Selection originating from protein stability/foldability: Relationships between protein folding free energy, sequence ensemble, and fitness

TL;DR

This paper establishes theoretical links between protein folding free energy, sequence ensemble distributions, and evolutionary fitness, providing a framework to estimate key parameters like selective temperature and mutation effects from sequence data.

Contribution

It introduces a unified theoretical framework connecting protein stability, sequence distributions, and evolutionary dynamics, with methods to estimate parameters from empirical data.

Findings

Equilibrium sequence distribution follows a Boltzmann distribution related to fitness and population sizes.

Protein folding free energy differences are equivalent to sequence ensemble potentials and fitness measures.
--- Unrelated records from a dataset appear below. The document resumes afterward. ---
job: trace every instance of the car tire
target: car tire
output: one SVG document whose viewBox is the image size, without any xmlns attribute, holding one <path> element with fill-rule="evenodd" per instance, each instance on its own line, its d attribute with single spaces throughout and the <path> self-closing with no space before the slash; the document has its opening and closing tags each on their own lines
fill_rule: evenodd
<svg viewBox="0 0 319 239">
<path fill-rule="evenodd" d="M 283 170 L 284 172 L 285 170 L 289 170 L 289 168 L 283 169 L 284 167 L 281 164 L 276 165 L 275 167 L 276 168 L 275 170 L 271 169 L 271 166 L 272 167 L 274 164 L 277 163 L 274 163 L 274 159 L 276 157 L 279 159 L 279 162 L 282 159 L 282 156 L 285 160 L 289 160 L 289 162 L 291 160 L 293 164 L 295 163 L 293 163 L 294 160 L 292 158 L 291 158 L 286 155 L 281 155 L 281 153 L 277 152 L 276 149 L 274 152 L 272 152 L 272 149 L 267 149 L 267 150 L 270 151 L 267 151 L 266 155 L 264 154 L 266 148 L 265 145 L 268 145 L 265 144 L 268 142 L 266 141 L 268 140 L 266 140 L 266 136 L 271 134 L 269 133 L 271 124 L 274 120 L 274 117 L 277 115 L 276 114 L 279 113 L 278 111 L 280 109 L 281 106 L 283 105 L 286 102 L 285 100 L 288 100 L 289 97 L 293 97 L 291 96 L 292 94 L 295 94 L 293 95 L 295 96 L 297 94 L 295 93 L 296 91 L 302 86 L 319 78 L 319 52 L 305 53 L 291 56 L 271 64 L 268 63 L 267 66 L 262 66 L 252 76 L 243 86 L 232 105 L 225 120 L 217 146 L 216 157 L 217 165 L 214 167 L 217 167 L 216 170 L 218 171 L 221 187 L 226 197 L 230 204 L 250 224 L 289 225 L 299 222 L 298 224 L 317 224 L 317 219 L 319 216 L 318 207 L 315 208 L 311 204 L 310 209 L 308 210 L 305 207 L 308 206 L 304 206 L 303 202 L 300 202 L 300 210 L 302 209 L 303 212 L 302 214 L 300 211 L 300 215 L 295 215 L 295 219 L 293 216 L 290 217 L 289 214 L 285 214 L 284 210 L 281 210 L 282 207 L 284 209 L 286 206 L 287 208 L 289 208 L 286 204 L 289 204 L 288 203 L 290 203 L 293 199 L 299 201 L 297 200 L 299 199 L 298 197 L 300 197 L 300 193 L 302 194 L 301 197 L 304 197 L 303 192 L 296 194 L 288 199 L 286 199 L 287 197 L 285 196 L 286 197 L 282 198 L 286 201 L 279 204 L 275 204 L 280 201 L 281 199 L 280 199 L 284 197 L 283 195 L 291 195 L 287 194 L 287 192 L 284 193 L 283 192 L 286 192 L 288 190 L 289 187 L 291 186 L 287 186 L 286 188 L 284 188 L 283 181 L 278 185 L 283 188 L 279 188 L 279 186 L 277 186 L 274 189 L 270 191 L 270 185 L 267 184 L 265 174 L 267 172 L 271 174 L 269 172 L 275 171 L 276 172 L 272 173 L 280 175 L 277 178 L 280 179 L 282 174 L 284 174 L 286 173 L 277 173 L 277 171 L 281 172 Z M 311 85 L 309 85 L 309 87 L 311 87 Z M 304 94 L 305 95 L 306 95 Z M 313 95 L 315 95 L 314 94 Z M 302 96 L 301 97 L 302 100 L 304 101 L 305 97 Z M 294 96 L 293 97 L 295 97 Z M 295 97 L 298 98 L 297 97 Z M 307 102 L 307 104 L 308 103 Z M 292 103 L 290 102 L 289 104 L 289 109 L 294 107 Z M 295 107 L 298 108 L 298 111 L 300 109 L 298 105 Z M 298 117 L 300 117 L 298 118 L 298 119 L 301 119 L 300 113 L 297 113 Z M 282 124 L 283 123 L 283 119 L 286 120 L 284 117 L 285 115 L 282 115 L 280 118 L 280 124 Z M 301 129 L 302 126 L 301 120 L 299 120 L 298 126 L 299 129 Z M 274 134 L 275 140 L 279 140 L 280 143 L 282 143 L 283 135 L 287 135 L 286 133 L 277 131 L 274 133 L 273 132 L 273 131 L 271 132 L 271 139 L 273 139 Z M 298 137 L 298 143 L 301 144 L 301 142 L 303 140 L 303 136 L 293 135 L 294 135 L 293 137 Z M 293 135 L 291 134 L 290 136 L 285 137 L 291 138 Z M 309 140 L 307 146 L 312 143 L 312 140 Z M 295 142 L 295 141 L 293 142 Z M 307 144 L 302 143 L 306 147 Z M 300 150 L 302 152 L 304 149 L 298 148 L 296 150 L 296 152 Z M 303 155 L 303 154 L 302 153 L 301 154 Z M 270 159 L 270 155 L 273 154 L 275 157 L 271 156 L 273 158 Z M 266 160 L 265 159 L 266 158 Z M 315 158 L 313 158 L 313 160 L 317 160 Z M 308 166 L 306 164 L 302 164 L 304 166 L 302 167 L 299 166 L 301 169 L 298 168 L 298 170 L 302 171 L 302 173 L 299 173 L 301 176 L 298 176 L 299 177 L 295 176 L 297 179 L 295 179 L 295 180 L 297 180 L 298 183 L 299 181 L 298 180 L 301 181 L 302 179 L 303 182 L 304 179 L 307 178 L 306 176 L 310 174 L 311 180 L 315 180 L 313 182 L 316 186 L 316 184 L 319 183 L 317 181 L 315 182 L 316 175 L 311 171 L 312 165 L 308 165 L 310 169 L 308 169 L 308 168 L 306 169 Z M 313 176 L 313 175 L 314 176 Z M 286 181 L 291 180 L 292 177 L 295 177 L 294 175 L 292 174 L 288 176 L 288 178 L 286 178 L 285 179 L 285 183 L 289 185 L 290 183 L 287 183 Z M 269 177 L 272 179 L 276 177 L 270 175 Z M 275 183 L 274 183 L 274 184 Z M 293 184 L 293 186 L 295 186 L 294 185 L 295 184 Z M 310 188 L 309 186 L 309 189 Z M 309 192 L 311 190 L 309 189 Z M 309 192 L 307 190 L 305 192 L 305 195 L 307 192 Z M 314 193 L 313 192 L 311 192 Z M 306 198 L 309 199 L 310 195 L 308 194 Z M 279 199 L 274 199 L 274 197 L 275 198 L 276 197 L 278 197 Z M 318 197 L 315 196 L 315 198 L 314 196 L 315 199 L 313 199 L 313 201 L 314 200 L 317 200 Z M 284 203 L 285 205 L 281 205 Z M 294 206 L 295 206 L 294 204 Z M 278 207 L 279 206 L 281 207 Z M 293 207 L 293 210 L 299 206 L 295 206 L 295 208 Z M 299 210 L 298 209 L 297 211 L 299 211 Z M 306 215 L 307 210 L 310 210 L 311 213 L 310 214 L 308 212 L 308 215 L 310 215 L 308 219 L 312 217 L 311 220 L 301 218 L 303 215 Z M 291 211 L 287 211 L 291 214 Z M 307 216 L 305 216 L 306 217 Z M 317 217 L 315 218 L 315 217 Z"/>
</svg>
Estimated parameters like $T_s$ and $ abla G_{ND}$ align with observed mutation and selection patterns.

Abstract

Assuming that mutation and fixation processes are reversible Markov processes, we prove that the equilibrium ensemble of sequences obeys a Boltzmann distribution with $\exp(4N_e m(1 - 1/(2N)))$, where $m$ is Malthusian fitness and $N_e$ and $N$ are effective and actual population sizes. On the other hand, the probability distribution of sequences with maximum entropy that satisfies a given amino acid composition at each site and a given pairwise amino acid frequency at each site pair is a Boltzmann distribution with $\exp(-\psi_N)$, where $\psi_N$ is represented as the sum of one body and pairwise potentials. A protein folding theory indicates that homologous sequences obey a canonical ensemble characterized by $\exp(-\Delta G_{ND}/k_B T_s)$ or by $\exp(- G_{N}/k_B T_s)$ if an amino acid composition is kept constant, where $\Delta G_{ND} \equiv G_N - G_D$, $G_N$ and $G_D$ are the native and denatured free energies, and $T_s$ is selective temperature. Thus, $4N_e m (1 - 1/(2N))$, $-\Delta \psi_{ND}$, and $-\Delta G_{ND}/k_B T_s$ must be equivalent to each other. Based on the analysis of the changes ($\Delta \psi_N$) of $\psi_N$ due to single nucleotide nonsynonymous substitutions, $T_s$, and then glass transition temperature $T_g$, and $\Delta G_{ND}$ are estimated with reasonable values for 14 protein domains. In addition, approximating the probability density function (PDF) of $\Delta \psi_N$ by a log-normal distribution, PDFs of $\Delta \psi_N$ and $K_a/K_s$, which is the ratio of nonsynonymous to synonymous substitution rate per site, in all and in fixed mutants are estimated. It is confirmed that $T_s$ negatively correlates with the mean of $K_a/K_s$. Stabilizing mutations are significantly fixed by positive selection, and balance with destabilizing mutations fixed by random drift. Supporting the nearly neutral theory, neutral selection is not significant.